The drive is totally toasted. I tried the freezer trick, and then installed the drive as secondary drive in another computer - but no dice. The drive clicked a couple of times and then stopped, and the computer did not see the drive during the bootup process.
I called one of the data recovery services
that is advertised in the sticky just below my post (thanks to the moderators), and they quoted me prices of $199 for a level one servcie (supposedly ~ 75% are level one).
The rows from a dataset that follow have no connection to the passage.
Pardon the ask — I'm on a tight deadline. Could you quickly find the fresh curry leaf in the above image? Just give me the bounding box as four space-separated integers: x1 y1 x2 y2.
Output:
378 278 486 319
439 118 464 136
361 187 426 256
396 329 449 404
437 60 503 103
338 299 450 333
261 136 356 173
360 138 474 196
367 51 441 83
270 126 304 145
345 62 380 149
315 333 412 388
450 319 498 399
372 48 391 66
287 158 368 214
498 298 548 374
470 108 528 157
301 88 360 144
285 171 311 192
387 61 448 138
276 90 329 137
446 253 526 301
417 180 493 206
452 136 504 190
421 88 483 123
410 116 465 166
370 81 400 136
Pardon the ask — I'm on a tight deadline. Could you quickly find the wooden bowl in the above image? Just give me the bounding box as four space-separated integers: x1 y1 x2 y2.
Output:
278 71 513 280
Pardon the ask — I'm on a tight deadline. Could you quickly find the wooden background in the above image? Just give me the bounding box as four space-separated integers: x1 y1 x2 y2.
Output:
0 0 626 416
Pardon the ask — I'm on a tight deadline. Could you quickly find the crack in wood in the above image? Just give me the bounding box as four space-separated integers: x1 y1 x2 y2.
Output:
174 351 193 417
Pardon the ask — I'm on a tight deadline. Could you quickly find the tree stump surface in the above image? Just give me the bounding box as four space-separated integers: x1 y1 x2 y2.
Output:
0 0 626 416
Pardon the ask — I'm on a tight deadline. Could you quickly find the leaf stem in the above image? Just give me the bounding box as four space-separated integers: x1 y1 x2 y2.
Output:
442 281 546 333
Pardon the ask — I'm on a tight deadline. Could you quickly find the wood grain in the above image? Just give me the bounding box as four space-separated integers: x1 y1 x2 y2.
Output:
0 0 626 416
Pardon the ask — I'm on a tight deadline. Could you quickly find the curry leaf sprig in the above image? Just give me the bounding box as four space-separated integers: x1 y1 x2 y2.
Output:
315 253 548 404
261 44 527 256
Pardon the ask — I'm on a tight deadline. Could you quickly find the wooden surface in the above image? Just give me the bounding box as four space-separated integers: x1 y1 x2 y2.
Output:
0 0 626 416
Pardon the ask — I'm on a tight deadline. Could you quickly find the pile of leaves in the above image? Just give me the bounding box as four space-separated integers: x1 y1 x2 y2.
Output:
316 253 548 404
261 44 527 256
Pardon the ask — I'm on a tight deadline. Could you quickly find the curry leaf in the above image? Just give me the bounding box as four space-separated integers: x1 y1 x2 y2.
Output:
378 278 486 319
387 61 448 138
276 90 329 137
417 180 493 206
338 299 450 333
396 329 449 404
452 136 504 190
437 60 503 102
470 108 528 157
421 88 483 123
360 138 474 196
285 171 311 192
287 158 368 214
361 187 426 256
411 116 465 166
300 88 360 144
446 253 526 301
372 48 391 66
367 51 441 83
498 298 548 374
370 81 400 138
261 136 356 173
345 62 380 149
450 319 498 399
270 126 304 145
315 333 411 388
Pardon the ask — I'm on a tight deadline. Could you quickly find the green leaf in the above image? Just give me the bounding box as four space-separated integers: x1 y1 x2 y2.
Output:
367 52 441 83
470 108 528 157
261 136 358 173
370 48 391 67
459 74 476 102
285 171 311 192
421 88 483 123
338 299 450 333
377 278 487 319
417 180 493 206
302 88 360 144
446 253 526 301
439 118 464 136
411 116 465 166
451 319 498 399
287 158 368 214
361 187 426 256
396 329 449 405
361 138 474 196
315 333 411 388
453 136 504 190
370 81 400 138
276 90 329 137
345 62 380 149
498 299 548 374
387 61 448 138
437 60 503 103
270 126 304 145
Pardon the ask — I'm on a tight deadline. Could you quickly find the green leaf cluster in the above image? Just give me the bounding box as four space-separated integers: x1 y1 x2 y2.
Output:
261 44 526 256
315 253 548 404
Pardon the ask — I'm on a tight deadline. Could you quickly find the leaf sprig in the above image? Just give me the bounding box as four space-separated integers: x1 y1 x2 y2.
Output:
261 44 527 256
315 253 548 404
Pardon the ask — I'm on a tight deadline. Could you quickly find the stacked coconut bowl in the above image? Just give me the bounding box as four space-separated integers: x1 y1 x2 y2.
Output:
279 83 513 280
They also quote $499 for a level two service, and supposedly 99.99% of the disks can be recovered between these two levels of service.
These prices are extremely low compared to other recovery services (if something seems to good to be true...), but they are still way too much for my budget.
So, as this disk is toast, it's just now a question of if WD is going to make me return the original disk. I have an email into WD asking how they handle "sensitive" disks.
I will update on the "sensitive" disk issue once I hear back form WD.
Thanks to all for the suggestions.
And a Helluva an Engineer !
So just how much porn did you have on that disk?
PS: Everyone has already seen Britney Spears go commando, so there's no sense hiding your nude pictures of her.
If we ever get any, we'll be sure to let you know.
Ditto. Very quick recovery from most disk hardware failures.
And if that doesn't work - try this:
You will of course need a working PC and a big drive to implement option #2.
U may also search for some other data recovery software at very low price than mentioned in above replies
All the best
It might restore your drive, and if not, it might copy the contents to another drive.
I have an external drive that lost its partition table. It tried to fix it but couldn't. It did copy all the data off the disk.
I have the Gibson utility. It hasn't been updated in years, and it failed miserably on my drive.
Further on TestDisk.
I'm running it now to recover several hundred GBs from an external drive that lost its MBR or partition table or something. TestDisk couldn't repair the drive, but it found all the files. I'm using its copy feature to transfer all the files to another disk. It is pretty slow at less than 3MB/sec, so I expect it will take a couple of days to finish, but on the plus side, it keeps the original timestamps on files and directories. It runs in a DOS shell with a minimal UI and no progress information of the current folder\\file or % complete, but bells and whistles aside, it's doing exactly what I want it to do.
It was free compared to $80 for GRC, and doesn't require a boot floppy *AND* it works, which GRC did not. I'm actually very disappointed with Gibson Research. I bought their product over 3 years ago, and it is still the same version they provide today.
When I have the drive backed up, I'm going to use some of the other features it has to try and repair the disk before I reformat it. I'm interested to see if it can rebuild the damaged structures and restore the disk to its former state. I avoided these choices prior to the backup because they seemed risky.
Actually not. Very few people have access to a magnet powerful enough to erase bits from outside the drive case. A common permanent magnet, tape eraser, or TV degausser won't do anything. An MRI machine's magnet might work.
P.S. To all the people spamming/promoting your favorite data recovery adware, read what the OP wrote - his drive is totally dead. No software is going to help him.